# Nyc/ny/nj members



## Snowbody (Jan 3, 2009)

It sounds like the weather is going to be beautiful this coming Sunday. :Sunny Smile:Highs around 67 degrees and sunny. Anyone up for meeting in the park? Was going to try for something in May but I know I'm around this weekend and would love to get Tyler together with other SM pups. And we could do it again in May as well. 
Was thinking The Pier 1 outdoor Cafe at 70th Street and the Hudson River. Totally dog friendly and you can get simple things to eat or drink and a great view of the river. It's only three blocks from the 1,2 and 3 subway. 
Any takers?


----------



## Zoe's Mom88 (Apr 25, 2011)

Hi Sue....would love to meet you and Tyler, although I am not 100% sure if my DH and I could make it this weekend but if you pull it together maybe we could switch things around and come.
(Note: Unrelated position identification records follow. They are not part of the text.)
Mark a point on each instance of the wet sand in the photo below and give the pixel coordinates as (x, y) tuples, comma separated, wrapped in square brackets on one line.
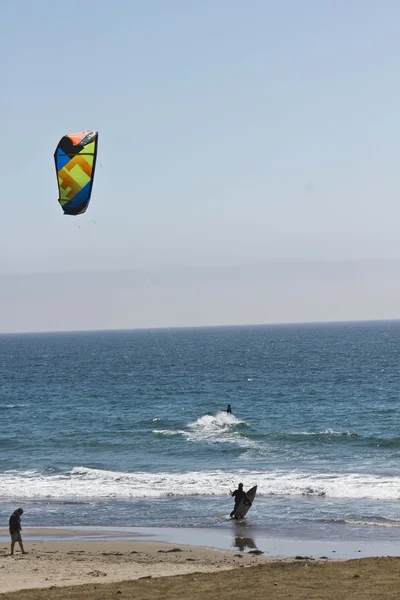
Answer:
[(63, 563), (135, 568)]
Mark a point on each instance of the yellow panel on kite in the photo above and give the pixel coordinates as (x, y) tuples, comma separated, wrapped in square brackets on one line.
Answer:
[(75, 160)]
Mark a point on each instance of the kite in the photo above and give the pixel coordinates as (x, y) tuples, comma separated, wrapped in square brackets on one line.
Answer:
[(75, 160)]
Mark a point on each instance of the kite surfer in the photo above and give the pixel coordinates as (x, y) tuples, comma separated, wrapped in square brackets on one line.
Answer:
[(239, 495)]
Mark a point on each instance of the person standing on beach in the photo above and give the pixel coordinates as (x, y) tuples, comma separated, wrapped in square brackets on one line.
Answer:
[(239, 495), (15, 530)]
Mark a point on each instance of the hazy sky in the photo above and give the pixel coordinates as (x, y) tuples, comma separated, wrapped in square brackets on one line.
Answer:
[(230, 132)]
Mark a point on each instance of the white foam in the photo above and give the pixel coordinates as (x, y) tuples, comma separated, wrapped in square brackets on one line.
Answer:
[(84, 482)]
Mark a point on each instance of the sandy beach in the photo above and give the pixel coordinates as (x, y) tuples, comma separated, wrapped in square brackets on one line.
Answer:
[(98, 569), (61, 563)]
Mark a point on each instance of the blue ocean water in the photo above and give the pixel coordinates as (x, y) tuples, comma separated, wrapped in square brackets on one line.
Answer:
[(127, 428)]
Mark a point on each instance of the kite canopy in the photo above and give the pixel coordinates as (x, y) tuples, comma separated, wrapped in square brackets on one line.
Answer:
[(75, 160)]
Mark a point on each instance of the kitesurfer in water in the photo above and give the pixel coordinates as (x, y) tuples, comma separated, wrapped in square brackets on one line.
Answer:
[(239, 495)]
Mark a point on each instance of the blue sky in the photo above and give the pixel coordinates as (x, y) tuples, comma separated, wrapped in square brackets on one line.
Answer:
[(229, 132)]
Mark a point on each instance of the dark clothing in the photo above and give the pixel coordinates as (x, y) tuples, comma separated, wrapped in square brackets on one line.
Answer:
[(239, 495), (15, 522)]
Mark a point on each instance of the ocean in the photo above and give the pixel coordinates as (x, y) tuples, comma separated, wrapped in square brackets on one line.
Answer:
[(128, 429)]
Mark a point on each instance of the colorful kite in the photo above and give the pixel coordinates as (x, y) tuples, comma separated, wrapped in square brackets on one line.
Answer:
[(75, 160)]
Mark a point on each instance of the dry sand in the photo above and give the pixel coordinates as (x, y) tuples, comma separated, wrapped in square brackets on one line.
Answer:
[(72, 563), (99, 570)]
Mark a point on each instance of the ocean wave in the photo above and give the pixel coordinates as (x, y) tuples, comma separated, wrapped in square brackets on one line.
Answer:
[(84, 482)]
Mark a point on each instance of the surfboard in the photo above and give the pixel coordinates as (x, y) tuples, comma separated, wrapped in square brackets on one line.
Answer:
[(242, 509)]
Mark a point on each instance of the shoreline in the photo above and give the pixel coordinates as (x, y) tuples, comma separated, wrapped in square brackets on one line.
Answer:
[(93, 570), (63, 563), (241, 538)]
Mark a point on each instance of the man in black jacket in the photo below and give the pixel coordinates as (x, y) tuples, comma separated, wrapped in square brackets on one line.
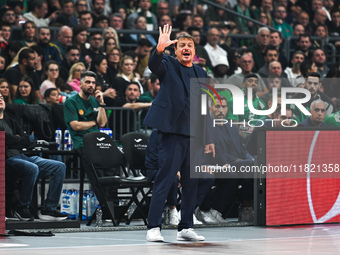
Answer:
[(28, 170)]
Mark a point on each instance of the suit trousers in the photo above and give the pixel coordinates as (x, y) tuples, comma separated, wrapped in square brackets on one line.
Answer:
[(174, 155)]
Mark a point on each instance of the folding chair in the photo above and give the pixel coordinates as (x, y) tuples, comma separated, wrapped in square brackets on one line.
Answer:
[(102, 164), (134, 147)]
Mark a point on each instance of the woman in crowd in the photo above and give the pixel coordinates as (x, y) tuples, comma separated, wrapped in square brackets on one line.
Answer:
[(125, 76), (110, 32), (74, 79), (29, 30), (113, 57), (4, 90), (25, 93)]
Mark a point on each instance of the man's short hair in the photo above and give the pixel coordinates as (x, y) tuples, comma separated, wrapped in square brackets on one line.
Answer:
[(251, 75), (133, 83), (24, 54), (49, 91), (88, 73)]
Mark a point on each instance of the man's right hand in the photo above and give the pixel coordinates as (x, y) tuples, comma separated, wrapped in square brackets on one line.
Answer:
[(164, 38)]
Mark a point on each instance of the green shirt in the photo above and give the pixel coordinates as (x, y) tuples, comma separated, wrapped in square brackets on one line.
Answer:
[(76, 108), (333, 120)]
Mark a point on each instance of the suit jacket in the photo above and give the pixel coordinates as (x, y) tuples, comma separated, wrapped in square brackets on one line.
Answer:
[(173, 96)]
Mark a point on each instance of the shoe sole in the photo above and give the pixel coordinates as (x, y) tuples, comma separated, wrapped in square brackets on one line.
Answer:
[(21, 218), (51, 218)]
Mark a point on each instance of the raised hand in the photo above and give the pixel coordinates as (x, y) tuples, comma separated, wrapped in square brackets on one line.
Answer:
[(164, 38)]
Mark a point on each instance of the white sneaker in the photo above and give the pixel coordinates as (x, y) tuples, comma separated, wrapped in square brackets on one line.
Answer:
[(154, 235), (188, 234), (173, 217), (205, 217), (217, 215)]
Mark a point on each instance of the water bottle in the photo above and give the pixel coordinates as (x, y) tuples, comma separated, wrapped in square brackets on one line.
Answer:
[(67, 140), (99, 217), (58, 138)]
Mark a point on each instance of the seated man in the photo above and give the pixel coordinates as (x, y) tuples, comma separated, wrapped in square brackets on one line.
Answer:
[(318, 111), (28, 170), (229, 152)]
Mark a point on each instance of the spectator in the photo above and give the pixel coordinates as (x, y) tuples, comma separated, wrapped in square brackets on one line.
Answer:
[(4, 91), (279, 22), (83, 112), (25, 93), (116, 21), (101, 21), (259, 48), (65, 34), (125, 76), (294, 72), (66, 16), (28, 170), (81, 5), (318, 114), (29, 30), (113, 58), (86, 19), (212, 48), (51, 51), (143, 10), (319, 58), (71, 57), (74, 78), (27, 64), (37, 15), (79, 37)]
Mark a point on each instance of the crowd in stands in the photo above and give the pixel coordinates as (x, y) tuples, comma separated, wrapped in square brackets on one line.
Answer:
[(60, 40)]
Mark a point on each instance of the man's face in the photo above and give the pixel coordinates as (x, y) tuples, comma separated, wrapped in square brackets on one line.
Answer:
[(319, 58), (98, 6), (42, 11), (275, 39), (247, 63), (165, 19), (44, 36), (219, 111), (185, 51), (116, 23), (72, 56), (275, 68), (86, 20), (304, 43), (318, 112), (336, 18), (53, 98), (271, 56), (31, 62), (95, 41), (313, 85), (132, 92), (88, 85), (297, 60), (303, 19), (213, 37), (298, 30), (144, 4), (198, 22), (65, 38), (263, 38), (6, 32)]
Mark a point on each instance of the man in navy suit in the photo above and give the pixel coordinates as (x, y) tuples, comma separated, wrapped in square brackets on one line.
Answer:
[(170, 114)]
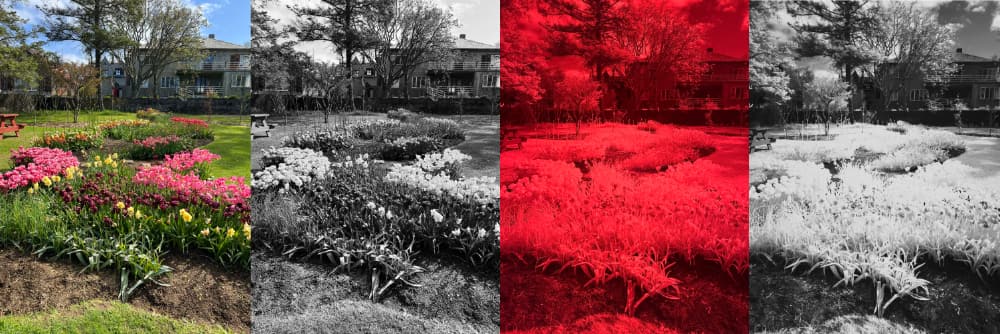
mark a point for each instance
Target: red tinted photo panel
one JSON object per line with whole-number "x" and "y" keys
{"x": 624, "y": 166}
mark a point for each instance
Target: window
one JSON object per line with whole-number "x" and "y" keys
{"x": 418, "y": 82}
{"x": 738, "y": 92}
{"x": 168, "y": 82}
{"x": 241, "y": 80}
{"x": 491, "y": 80}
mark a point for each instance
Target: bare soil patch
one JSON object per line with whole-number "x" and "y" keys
{"x": 199, "y": 290}
{"x": 292, "y": 297}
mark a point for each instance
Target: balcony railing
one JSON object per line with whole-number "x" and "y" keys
{"x": 964, "y": 78}
{"x": 466, "y": 66}
{"x": 218, "y": 66}
{"x": 726, "y": 77}
{"x": 202, "y": 90}
{"x": 450, "y": 91}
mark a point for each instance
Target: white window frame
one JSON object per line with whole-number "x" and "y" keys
{"x": 491, "y": 80}
{"x": 418, "y": 82}
{"x": 240, "y": 80}
{"x": 168, "y": 82}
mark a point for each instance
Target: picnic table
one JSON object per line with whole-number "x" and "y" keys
{"x": 259, "y": 121}
{"x": 758, "y": 137}
{"x": 8, "y": 123}
{"x": 509, "y": 140}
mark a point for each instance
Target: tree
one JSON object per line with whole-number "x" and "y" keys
{"x": 87, "y": 22}
{"x": 523, "y": 60}
{"x": 337, "y": 22}
{"x": 407, "y": 34}
{"x": 769, "y": 61}
{"x": 907, "y": 44}
{"x": 578, "y": 96}
{"x": 159, "y": 33}
{"x": 828, "y": 96}
{"x": 77, "y": 80}
{"x": 658, "y": 45}
{"x": 17, "y": 60}
{"x": 834, "y": 30}
{"x": 592, "y": 25}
Keep me posted if it will happen this month or next. I live in Westchester and the drive would only be maybe 30 minutes or Metro North the same. Definately look forward to meeting you and other SM members. What a great group of sweet caring people......it would certainly be fun!! :aktion033:


----------



## Snowbody (Jan 3, 2009)

Zoe's Mom88 said:


> Hi Sue....would love to meet you and Tyler, although I am not 100% sure if my DH and I could make it this weekend but if you pull it together maybe we could switch things around and come. Keep me posted if it will happen this month or next. I live in Westchester and the drive would only be maybe 30 minutes or Metro North the same. Definately look forward to meeting you and other SM members. What a great group of sweet caring people......it would certainly be fun!! :aktion033:


Barbara - that would be so great if you could make it. See how it works for your schedule. It's a quick drive down the Henry Hudson and West Side Highway and I think there's parking on Riverside Blvd or some of the side streets. I'm thinking of Sunday early afternoon for those late sleepers Just let me know. Otherwise a future date.


----------



## donnad (Aug 22, 2006)

Sounds like a plan...Sue I sent you an e-mail.


----------



## Bailey&Me (Mar 8, 2010)

Bailey and I will be there "in spirit"


----------



## Malt Shoppe (Jul 20, 2011)

Sue, of course, I can't be there from TX, but have a question. Do subways allow dogs on their trains? I never thought about it but of course, had no reason to!!! Just wondering.....


----------



## Snowbody (Jan 3, 2009)

Malt Shoppe said:


> Sue, of course, I can't be there from TX, but have a question. Do subways allow dogs on their trains? I never thought about it but of course, had no reason to!!! Just wondering.....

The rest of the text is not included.